The Future of Desalination

People that live in water-starved parts of the world have been searching for fresh water solution for centuries. This means the same people that built giant sphinxes and drove horse-drawn chariots also sought out for clean, pure water. The modern day population struggles with an irony—which we are surrounded by salt water, but lack drinking water.

The United States currently has numerous desalination plants erected in Texas, California, Florida, Arizona, and Trinidad and Tobago. The numbers of desalination plants will continue to grow to accommodate the need of fresh water. Large-scale desalination methods require a large source of energy and often accompanied with high maintenance. The primary culprits are membranes because they tend to foul frequently.

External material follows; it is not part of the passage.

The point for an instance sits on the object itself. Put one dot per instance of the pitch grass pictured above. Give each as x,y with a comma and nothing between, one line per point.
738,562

The cost of desalination is has and will be the major concern. Going back fifty-years, public and private companies invested to develop desalination technologies that research more than billion dollars worldwide. Even with the progress we have made, the idea of using desalination to solve water scarcity is fairly low. The Water Science and Technology Board stated that desalination plants are expensive to plan, building and operate. In addition to this, the American Chemical Society determined the average cost of a one acre-foot (which is estimated as 325,000 gallons) of salt water into fresh water would be around $800 to $1,400 and also requires a significant amount of energy.

Using reverse osmosis to produce fresh water cost about one-third less than the multistage flash, because of the cost of thermal energy used by the boiling method that is discussed in the previous paragraph. However, both process of desalination creates brine (or salt). This by-product from desalination contains high levels of salt and if it released back into the natural body of water, it can cause a significant damage to marine life. This is because brine is denser than water, and when it is released, it settles atop low-lying sediment which it depletes oxygen source.

Researchers in Korea and the Massachusetts Institute of Technology are creating light-weight portable desalination devices that can be used to decrease the cost of energy consumption. These small devices are made to fit into a person’s palm. However, the capability these devices have is surprising. The process involves gravity, which salt water is poured on top of the device and it removes salt and sediments. 1,600 of these units on an 8-inch-diameter wafer can produce about 15 liters of water per hour. 

Large-scale reverse osmosis plants are still under development; however this method can greatly decrease desalination plants’ uses of fossil fuels for energy.  The National Science Foundation granted the University of Michigan team $2.5 million to study how solar energy impact desalination technologies. In addition to government funding, private source of funds are beginning to allocate to research more energy efficient desalination methods.

However, we are certain by one this, if the desalination process improves by trial and error, then we could have the potential to change the Third World’s accessibility to water.